Aynı yerden iki defa kırılma, bazen bir seçimdir… çünkü bazı yaralar hatırlatmak için değil, öğretmek içindir.
Yasemin, ilişkiler konusunda hep sabırlı olmuştu. Herkese bir şans, bazılarına iki… ama bazen ikinci şansın bedeli, ilk kırığın sessizliğini bile bastırıyordu. En yakın dostu Duru'yla yaşadığı hayal kırıklığı, buna bir örnekti. Güvenini paylaştığı biri, onun sırlarını başka insanlara anlatmıştı. Yasemin kırılmıştı ama “Herkes hata yapar” diyerek affetmişti.
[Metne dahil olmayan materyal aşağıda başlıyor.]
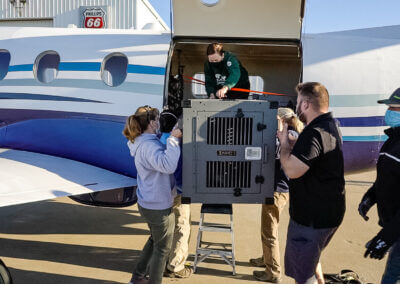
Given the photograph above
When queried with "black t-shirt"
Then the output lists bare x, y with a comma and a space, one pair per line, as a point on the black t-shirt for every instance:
317, 199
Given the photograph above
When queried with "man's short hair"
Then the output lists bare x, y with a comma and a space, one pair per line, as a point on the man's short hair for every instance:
316, 94
215, 48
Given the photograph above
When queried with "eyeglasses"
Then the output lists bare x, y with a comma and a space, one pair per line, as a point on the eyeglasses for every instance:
148, 109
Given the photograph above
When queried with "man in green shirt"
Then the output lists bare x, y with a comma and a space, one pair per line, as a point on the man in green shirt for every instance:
223, 72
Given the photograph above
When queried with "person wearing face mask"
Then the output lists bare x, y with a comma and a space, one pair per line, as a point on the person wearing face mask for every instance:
385, 194
155, 165
271, 213
223, 72
315, 169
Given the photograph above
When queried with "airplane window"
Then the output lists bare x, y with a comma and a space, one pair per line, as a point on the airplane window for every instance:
114, 69
199, 91
4, 62
46, 65
210, 2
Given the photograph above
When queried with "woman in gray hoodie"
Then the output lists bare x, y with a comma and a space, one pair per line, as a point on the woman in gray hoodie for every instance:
155, 165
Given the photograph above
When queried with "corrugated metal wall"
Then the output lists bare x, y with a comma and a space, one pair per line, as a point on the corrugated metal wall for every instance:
122, 14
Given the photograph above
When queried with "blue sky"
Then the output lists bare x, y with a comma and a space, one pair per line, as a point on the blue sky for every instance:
332, 15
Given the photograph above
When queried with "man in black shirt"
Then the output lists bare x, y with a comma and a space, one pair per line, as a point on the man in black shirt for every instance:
385, 194
316, 171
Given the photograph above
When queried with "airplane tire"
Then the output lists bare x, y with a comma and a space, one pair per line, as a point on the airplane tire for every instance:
5, 276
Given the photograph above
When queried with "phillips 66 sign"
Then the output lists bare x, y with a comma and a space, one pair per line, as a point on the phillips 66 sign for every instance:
93, 17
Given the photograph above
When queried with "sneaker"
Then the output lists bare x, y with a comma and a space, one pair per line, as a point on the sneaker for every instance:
262, 276
184, 273
139, 281
257, 262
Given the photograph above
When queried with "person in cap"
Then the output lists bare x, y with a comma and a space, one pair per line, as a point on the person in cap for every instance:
223, 71
270, 213
385, 193
315, 169
176, 264
155, 165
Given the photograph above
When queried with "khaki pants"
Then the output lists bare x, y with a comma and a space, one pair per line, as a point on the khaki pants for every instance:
180, 245
269, 233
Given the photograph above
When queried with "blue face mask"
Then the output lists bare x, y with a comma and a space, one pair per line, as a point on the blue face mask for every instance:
392, 118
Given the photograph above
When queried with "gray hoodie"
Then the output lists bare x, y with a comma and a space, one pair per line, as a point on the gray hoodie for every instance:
155, 165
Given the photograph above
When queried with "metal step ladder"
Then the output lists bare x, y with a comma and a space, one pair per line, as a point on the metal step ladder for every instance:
206, 249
Aylar sonra aynı olay tekrar yaşandı. Bu defa daha derin, daha keskin. Yasemin ağlamadı… sadece uzaklaştı. Çünkü artık anlamıştı: aynı kişiye aynı yolu iki kez vermek, o kişinin değişmesini beklemekti — kendini değil onu korumaktı.
O gece defterine şu cümleyi yazdı: “İlk kırık benden habersizdi, ikincisi benim iznimle oldu.” Hayatında ilk kez sınır çizmeyi değil, sınırı korumayı seçti.
“İkinci kez kırılmamak, ilk kırığı ciddiye almakla başlar.”
Yasemin artık bir şeyi biliyordu: affetmek başka, aynı hataya göz yummak başkaydı. Ve kendini sevmek; sadece başkalarının onu sevmesini beklemek değil, onu korumayı da bilmeyi gerektiriyordu.
Güven, ilk kırıldığında öğreti olur; ikinci kez kırılırsa ihmal.